Nach Berechnungen des Institut der deutschen Wirtschaft (IW) würden deshalb rund 40 Prozent der Bemessungsgrundlage einer höheren Besteuerung beim Spitzensteuersatz auf unternehmerische Einkünfte entfallen. Bei einer Verschärfung der sogenannten Reichensteuer wären es sogar etwa 70 Prozent. Das Institut folgert daraus, dass Änderungen des Spitzensteuersatzes nicht nur eine Verteilungsfrage zwischen hohen und niedrigen Einkommen sind, sondern zugleich die steuerliche Belastung vieler inhabergeführter Unternehmen betreffen. „Da ein erheblicher Teil der vom Spitzen- und Reichensteuersatz betroffenen Einkommen von Personengesellschaften und Einzelunternehmen stammt, ist die Einkommensteuer immer auch eine wichtige Unternehmenssteuer“, heißt es im IW-Papier. Weiter heißt es als Fazit: „Wer Arbeits- und Investitionsanreize stärken will, sollte daher nicht auf höhere Belastungen setzen.“

Die Bilanz erst auf dem Steuerbescheid zu sehen

Die Steuerreform folgt damit keinem einfachen Muster. Sie senkt an einer Stelle die Belastung und erhöht sie an anderer oder streicht bisherige Vergünstigungen. Wer am Ende tatsächlich besser oder schlechter gestellt ist, lässt sich deshalb nicht pauschal beantworten.

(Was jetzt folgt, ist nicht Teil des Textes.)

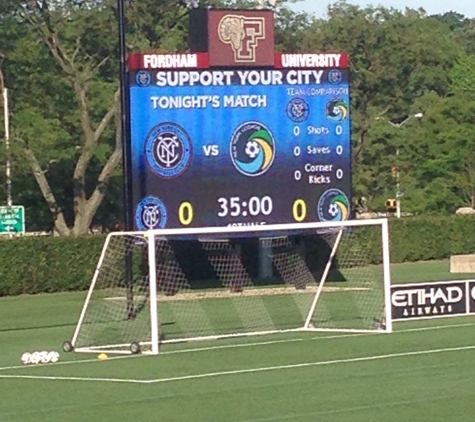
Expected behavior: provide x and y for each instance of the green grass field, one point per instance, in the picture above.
(423, 371)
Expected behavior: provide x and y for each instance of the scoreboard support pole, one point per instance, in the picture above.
(265, 261)
(126, 152)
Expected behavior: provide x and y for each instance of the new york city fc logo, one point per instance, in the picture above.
(150, 214)
(252, 149)
(168, 149)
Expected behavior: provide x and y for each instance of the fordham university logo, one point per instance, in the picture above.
(151, 213)
(243, 34)
(168, 149)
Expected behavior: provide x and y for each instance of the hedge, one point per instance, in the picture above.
(32, 265)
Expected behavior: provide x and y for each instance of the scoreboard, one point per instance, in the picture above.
(237, 146)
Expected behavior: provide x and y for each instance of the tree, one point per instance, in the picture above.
(66, 89)
(396, 58)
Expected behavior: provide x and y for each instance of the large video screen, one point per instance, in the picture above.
(239, 147)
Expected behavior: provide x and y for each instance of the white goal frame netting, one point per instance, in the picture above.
(142, 297)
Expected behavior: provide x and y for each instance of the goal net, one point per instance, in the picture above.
(158, 287)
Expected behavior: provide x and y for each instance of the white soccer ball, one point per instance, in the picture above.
(35, 358)
(26, 358)
(44, 357)
(53, 356)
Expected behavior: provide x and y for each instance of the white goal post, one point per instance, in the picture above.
(174, 285)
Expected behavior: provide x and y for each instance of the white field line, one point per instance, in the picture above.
(53, 378)
(232, 346)
(245, 371)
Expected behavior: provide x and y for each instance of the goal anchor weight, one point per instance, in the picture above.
(135, 348)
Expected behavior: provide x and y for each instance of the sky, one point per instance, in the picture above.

Ein Arbeitnehmer ohne größere steuerlich begünstigte Ausgaben dürfte vor allem von den höheren Freibeträgen und den verschobenen Tarifgrenzen profitieren. Wer regelmäßig Handwerkerleistungen in Anspruch nimmt oder als Arbeitgeber Minijobs nutzt, muss dagegen die gekürzten Steuervergünstigungen in seine persönliche Rechnung einbeziehen. Bei sehr hohen Einkommen kommt zusätzlich die Anhebung des Spitzensteuersatzes hinzu.
Damit wird die Reform vor allem eines: individueller. Ob sie für den Einzelnen eine spürbare Entlastung oder lediglich eine geringere Mehrbelastung bedeutet, zeigt sich erst, wenn alle Änderungen im Steuerbescheid zusammenlaufen.